Für den Test selbst ist nur eine Blutentnahme nötig. Die Probe wird dann in ein Labor geschickt. Das Labor untersucht, wie oft sich das Basentriplett CAG in einem bestimmten Gen auf dem vierten Chromosom wiederholt. Unter 36 Wiederholungen bricht die Krankheit nicht aus.

Bei Chorea Huntington lässt sich im MRT erkennen, wie viele Bereiche des Gehirns schon Schaden genommen haben. Es gibt noch andere apparative Untersuchungen, die den Schaden am Gehirn untersuchen, etwa die Positronen-Emissions-Tomographie und das Elektro-Enzephalogramm.

Behandlung

Chorea Huntington ist nicht heilbar. Es gibt aber Medikamente, die die Bewegungsstörungen etwas lindern. Antidepressiva und Antipsychotika helfen gegen die psychischen Beschwerden, also Depressionen, Ängste und Psychosen.

Die Therapie bei Chorea Huntington zielt darauf ab, die Beschwerden zu lindern. Eine Heilung gibt es nicht.

Die medikamentöse Therapie erfolgt in Abhängigkeit der jeweils vorliegenden Symptome. So können gegen Bewegungsstörungen (insbesondere die Überbewegungen) Neuroleptika (Antipsychotika) verschrieben werden.

Diese Therapien zur Linderung von Huntington-Symptomen umfassen körperliches Training und Krankengymnastik (Physiotherapie). Es ist wichtig, dass diese regelmäßig durchgeführt werden. Man kann damit gar nicht früh genug beginnen. Dies bringt nicht nur für die Betroffenen, sondern auch für die Angehörigen viele Herausforderungen mit sich, oft einhergehend mit finanziellen Problematiken und Kontrollverlusten. Erschwerend kann zudem sein, dass viele Betroffene ihre eigenen Symptome oft nicht wahrnehmen.

Selbsthilfe und Unterstützung

Es gibt Selbsthilfegruppen, die Menschen mit Chorea Huntington und ihren Angehörigen helfen. Deutschlandweit gibt es gut organisierte Selbsthilfegruppen für Betroffene und Angehörige. Viele Patienten mit Chorea Huntington profitieren zudem von Rehabilitationsmaßnahmen, im Rahmen derer die körperliche und psychische Gesundheit sowie der Umgang mit der Erkrankung im Vordergrund stehen.

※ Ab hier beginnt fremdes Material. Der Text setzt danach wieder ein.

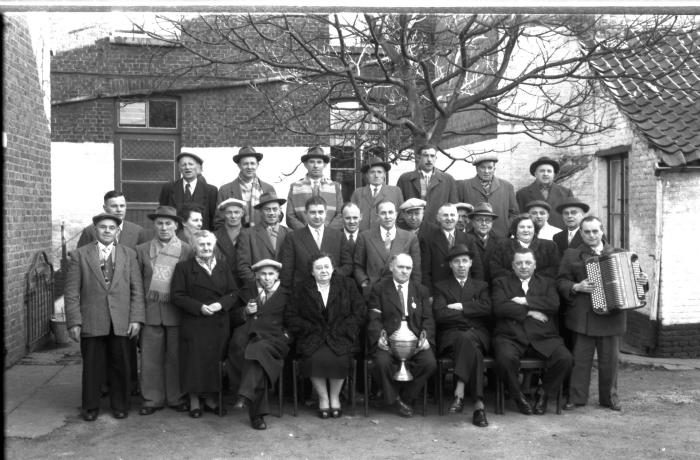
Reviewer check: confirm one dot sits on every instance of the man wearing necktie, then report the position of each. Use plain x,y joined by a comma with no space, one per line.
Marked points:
525,306
392,300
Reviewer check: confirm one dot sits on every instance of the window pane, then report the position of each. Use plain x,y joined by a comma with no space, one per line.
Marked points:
162,114
132,114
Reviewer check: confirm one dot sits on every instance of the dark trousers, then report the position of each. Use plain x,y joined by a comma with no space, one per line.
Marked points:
507,354
608,349
422,366
106,355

Leben mit Chorea Huntington

Die Huntington-Krankheit ist eine fortschreitende Erkrankung. Als prämanifestes Stadium bezeichnet man die Phase, bevor Symptome auftreten. Wenn erste leichte Symptome auftreten, spricht man von der prodromalen Phase, ein „Vorläuferstadium“. Die meisten Patienten mit der Huntington-Krankheit erkranken zwischen dem 30. und 50. Lebensjahr. Wie schnell der Krankheitsverlauf voranschreitet, ist von Person zu Person sehr unterschiedlich.

Die durchschnittliche Erkrankungsdauer liegt bei etwa 12-15 Jahren, sodass die Lebenserwartung auch maßgeblich davon abhängt, in welchem Alter die Erkrankung auftritt. Das 60. Lebensjahr wird nur von den wenigsten Patienten erreicht.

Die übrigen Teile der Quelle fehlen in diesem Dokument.